History has a way of repeating with greater shocks in the financial markets and it shows up in the risk-taking cycle that investors go through.
I tend to collect the best quotes I read on various subjects in print or on the Internet in a document. As I was glancing through that document a few days back, searching for inspiration for my future posts, I found a few on the subject of history and how it repeats itself so often, especially in the financial world.
The philosopher Santayana stressed the penalty for failing to attach sufficient importance to history –
Those who cannot remember the past are condemned to repeat it.
Then, humourist and author Mark Twain talked about the
relevance of the past thus –
History doesn’t repeat itself, but it does rhyme.
And then, economist John Kenneth Galbraith described the shabby way investors treat history and those who consider it important as –
Contributing to…euphoria are two further factors little noted in our time or in past times.
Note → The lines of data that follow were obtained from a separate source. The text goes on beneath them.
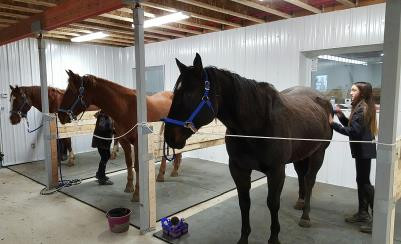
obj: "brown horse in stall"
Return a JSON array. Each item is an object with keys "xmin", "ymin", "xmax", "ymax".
[
  {"xmin": 10, "ymin": 85, "xmax": 108, "ymax": 166},
  {"xmin": 58, "ymin": 70, "xmax": 182, "ymax": 201},
  {"xmin": 164, "ymin": 54, "xmax": 333, "ymax": 244}
]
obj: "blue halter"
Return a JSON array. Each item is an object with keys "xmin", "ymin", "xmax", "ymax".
[
  {"xmin": 162, "ymin": 70, "xmax": 214, "ymax": 133},
  {"xmin": 58, "ymin": 77, "xmax": 88, "ymax": 121}
]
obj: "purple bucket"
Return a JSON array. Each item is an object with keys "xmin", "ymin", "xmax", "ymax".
[{"xmin": 106, "ymin": 208, "xmax": 131, "ymax": 233}]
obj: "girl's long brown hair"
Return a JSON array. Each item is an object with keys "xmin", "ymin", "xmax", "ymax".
[{"xmin": 349, "ymin": 82, "xmax": 377, "ymax": 135}]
The first is the extreme brevity of the financial memory. In consequence, financial disaster is quickly forgotten. In further consequence, when the same or closely similar circumstances occur again, sometimes in only a few years, they are hailed by a new, often youthful, and always supremely self-confident generation as a brilliantly innovative discovery in the financial and larger economic world. There can be few fields of human endeavor in which history counts for so little as in the world of finance. Past experience, to the extent that it is part of memory at all, is dismissed as the primitive refuge of those who do not have the insight to appreciate the incredible wonders of the present.
Warren Buffett said –
What we learn from history is that people don’t learn from history.
And here’s Charlie Munger’s version –
There is no better teacher than history in determining the future…
String together these three pearls of wisdom and you get a pretty accurate picture of investment reality. Past patterns tend to recur. If you ignore that fact, you’re likely
to fall prey to those patterns rather than benefit from them. But when markets get euphoric, the lessons of the past are readily dismissed. Investors start to say and believe in the “this time it’s different” theory, and completely forget the pain that such theorizing and subsequent actions had caused people in the past.